Is the problem in my printf statement? And why does the if condition evaluate to true even if I send no input?

Answer 1

The prototype is

int main(int argc,char *argv[]) // argv is an array of char pointers (= string)

If you want to print the first character of the string, you should try something like this :

int main(int argc,char *argv[]) {
  int i;
  char thisChar;
  for (i = 1; i < argc; i++) { // argv[0] may be the file name (no guarantee, see Peter M's comment)
    thisChar = argv[i][0]; // If the parameter is "abc", thisChar = 'a'
    printf("%c\tAscii: %d\n", thisChar, thisChar);
  }
  return 0;
} 

Answer 2

The correct prototype of main is main(int argc, char *argv[]), not main(int argc, char *argv) (char **argv also works). The second parameter is an array of char pointers, each one pointing to a string representing one of the tokens on the command line.
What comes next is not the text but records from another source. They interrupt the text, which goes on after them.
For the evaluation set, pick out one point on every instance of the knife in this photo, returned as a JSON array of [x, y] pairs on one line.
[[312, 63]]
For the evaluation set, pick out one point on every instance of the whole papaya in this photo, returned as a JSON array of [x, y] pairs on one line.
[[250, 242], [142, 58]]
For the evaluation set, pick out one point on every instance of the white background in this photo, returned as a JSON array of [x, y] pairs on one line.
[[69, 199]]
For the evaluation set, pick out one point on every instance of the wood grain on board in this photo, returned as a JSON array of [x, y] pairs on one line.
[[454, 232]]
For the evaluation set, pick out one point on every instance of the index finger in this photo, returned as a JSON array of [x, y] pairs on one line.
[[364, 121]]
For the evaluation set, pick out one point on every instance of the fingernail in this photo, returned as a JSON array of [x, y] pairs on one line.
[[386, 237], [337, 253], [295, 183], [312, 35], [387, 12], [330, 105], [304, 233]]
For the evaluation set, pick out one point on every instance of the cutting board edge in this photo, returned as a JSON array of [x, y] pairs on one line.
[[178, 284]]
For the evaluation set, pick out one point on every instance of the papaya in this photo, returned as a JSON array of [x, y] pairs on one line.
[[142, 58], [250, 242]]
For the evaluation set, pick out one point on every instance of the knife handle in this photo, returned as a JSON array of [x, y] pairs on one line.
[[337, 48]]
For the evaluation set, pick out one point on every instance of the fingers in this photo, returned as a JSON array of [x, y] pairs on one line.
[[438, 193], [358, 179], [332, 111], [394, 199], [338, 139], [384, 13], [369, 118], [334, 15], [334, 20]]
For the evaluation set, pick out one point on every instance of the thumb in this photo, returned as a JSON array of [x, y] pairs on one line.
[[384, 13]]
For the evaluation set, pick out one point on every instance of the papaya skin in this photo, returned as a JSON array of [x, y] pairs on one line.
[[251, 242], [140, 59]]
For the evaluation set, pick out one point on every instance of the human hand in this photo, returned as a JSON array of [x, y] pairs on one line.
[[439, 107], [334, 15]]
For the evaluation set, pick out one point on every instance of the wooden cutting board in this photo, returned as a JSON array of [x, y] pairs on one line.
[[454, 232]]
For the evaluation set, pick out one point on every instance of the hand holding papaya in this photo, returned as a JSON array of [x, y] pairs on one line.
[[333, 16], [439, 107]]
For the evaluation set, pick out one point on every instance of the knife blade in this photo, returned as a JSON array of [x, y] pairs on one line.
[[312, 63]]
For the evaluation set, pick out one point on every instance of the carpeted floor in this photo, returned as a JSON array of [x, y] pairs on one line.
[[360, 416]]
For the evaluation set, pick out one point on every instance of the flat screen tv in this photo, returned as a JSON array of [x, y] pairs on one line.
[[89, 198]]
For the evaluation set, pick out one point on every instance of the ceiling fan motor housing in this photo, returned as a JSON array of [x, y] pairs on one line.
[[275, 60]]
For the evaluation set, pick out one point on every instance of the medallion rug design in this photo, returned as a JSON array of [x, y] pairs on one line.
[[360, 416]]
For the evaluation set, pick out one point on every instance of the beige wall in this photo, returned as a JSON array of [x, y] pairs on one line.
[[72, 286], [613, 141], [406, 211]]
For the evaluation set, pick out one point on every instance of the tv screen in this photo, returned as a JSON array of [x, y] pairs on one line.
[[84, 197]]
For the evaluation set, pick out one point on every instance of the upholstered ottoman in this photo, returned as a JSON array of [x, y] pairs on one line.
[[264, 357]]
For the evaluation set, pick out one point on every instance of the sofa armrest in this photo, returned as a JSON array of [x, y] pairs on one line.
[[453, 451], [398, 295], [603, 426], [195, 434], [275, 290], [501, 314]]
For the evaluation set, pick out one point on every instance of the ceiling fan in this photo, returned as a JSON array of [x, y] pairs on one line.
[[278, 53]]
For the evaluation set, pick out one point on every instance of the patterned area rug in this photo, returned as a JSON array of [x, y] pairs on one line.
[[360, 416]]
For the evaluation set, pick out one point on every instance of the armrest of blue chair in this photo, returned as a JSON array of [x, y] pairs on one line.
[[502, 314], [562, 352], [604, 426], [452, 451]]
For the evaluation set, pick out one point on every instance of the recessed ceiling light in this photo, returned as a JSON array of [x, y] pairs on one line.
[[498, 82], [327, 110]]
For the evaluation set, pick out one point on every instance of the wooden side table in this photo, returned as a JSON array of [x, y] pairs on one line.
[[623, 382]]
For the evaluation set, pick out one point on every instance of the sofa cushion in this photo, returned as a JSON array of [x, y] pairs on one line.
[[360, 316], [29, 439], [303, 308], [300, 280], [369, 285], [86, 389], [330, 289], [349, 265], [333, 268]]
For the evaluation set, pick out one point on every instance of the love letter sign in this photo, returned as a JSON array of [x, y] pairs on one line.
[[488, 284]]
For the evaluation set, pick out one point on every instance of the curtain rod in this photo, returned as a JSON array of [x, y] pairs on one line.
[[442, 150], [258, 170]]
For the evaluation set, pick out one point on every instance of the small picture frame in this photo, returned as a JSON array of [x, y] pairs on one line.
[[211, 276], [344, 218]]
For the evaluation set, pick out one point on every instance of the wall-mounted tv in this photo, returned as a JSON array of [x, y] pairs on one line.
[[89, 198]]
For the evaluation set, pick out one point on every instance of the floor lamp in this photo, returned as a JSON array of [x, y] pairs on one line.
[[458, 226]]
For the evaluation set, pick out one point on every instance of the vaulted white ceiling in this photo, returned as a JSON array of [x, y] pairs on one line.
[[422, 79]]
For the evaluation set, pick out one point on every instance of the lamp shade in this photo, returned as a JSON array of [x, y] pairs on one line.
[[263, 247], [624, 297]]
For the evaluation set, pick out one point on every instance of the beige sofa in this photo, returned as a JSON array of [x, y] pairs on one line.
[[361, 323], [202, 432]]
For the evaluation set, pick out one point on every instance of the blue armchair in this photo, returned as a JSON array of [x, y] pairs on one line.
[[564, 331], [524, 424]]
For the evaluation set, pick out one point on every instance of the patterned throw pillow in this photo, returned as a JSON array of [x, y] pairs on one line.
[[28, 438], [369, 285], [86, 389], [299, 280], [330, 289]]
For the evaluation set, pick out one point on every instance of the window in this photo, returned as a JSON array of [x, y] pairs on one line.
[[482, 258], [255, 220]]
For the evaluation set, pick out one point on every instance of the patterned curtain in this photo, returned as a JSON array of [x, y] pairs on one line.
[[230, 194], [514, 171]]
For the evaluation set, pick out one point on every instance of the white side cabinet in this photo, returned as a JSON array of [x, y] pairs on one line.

You'll need to loop over each element of argv and, for each one, loop over the characters (terminated by a null byte), printing each one.

Also, argc is always at least 1 as argv[0] is the program name.

Answer 3

int main(int argc, char *argv[])

argv parameter is the array of character string of each command line argument passed to executable on execution.

int main(int argc, char *argv[]){
   char thisChar; //Holds the character value of the current character.
   int i = 0; //Counter for the following for loop

   if(argc > 0){
      for(i; i<argc-1; i++){
         thisChar = *argv[i + 1];
         printf("%c\nAscii: %d\n", thisChar, thisChar);
      }
      printf("Done.");
   }
return 0;
}